In today’s extremely competitive business environment, customers are more demanding than ever and will abandon a business that is too slow to respond. This has put an onus on IT to deliver solutions that provide a holistic and uniform experience to the customer, across all business channels. Microservice architecture has the potential to address this business challenge; it is all about achieving speed and safety at scale and it provides the flexibility to pick and choose technology for implementing a solution. This approach positions IT as a business partner rather than in a traditional support role.
Microservice architecture consists of a suite of independently deployable, small, modular, and compassable (composable) services. Each service runs a unique process and communicates through a well-defined, lightweight mechanism to serve a business goal. It aligns with the business to deal with changes in agile fashion, matches business changes with agile response, and delivers solutions in a decentralized manner. In addition to modular services, the API gateway and other elements are integral parts of microservice architecture (see figure below).
The What and Why of API Gateways
Basically, the API Gateway is a reverse proxy to microservices and acts as a single-entry point into the system. It is similar to a Facade pattern from object-oriented design and similar to the notion of an “Anti-Corruption Layer” in Domain Driven Design. It makes the processes of API design, implementation, and management considerably simpler and more consistent. The gateway helps to address some of the key concerns, including:
- How to deal with features such as security, throttling, caching and monitoring at one place
- How to avoid chatty communication between clients and microservices
- How to satisfy the needs of heterogeneous clients
- How to route requests to backend microservices
- How to discover working microservice instances
- How to discover when a microservice instance is not running
With a single-entry point into the system, it becomes easy (and manageable) to enforce runtime governance such as common security requirements, common design decisions (e.g. every consumer of the service should have X-Correlation-ID header), and real-time policies such as monitoring, auditing and measuring API usage, and throttling.
The gateway abstracts microservices from their consumers, which provides flexibility to freely add or remove microservice instances to adapt to the load/demand of microservices. There may be an instance when different consumers of the service require particular data and/or have it in a special format. For example:
- An e-commerce mobile app shows product information and availability of product on the product details screen, but the desktop website version of the same e-commerce site shows recommendations, in addition to product information and availability.
- There are mobile apps where one understands XML payload and others understand JSON.
The API Gateway is the best place to address these transformation requirements, which can be accomplished by providing application-specific APIs for the same business feature at the gateway level. A one-size-fits-all approach would make it hard to extend functionality, as the degree of diversity increases.
The gateway also helps by recording data for analysis and auditing purposes, load balancing, caching, and static response handling.
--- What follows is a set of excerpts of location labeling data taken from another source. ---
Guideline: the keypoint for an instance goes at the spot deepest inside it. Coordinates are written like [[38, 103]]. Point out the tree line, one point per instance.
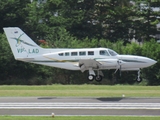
[[80, 24]]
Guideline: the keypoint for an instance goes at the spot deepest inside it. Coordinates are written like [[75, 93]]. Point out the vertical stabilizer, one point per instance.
[[21, 44]]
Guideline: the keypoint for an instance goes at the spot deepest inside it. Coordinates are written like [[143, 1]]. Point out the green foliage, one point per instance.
[[79, 24]]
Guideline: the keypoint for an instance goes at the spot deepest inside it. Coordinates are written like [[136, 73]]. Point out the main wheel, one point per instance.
[[91, 77], [139, 79], [98, 78]]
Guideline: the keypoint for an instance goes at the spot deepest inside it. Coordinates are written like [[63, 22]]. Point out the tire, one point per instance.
[[139, 79], [98, 78], [91, 77]]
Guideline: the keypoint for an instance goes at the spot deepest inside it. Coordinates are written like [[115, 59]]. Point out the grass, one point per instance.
[[77, 118], [80, 91]]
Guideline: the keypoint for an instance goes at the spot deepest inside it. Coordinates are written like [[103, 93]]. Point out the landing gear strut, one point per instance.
[[139, 79], [93, 76]]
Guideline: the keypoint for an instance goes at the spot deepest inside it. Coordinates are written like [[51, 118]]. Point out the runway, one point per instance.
[[65, 106]]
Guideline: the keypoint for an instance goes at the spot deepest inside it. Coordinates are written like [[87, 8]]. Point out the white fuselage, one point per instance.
[[69, 59]]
The diagram below shows how the gateway typically fits into the overall microservice architecture.
Security is an important requirement of any enterprise solution. At a certain point in the architecture, the best options available for authentication, authorization, threat protection, message protection, etc. must be chosen.
Authentication and Authorization
Federated identity is the preferred solution for implementing authentication and authorization in microservice architecture. Each microservice does not necessarily need to obtain and store users’ credentials in order to authenticate them. Instead, microservices can use an identity management system that is already storing a user’s identity to authenticate the user. This approach allows the decoupling of the authentication and authorization functions. It also makes it easier to centralize these two functions, to avoid a situation where every service must manage a set of credentials for every user.
There are three major protocols for federated identity: OpenID, SAML, and OAuth. The figure below shows the security architecture using OAuth2.0.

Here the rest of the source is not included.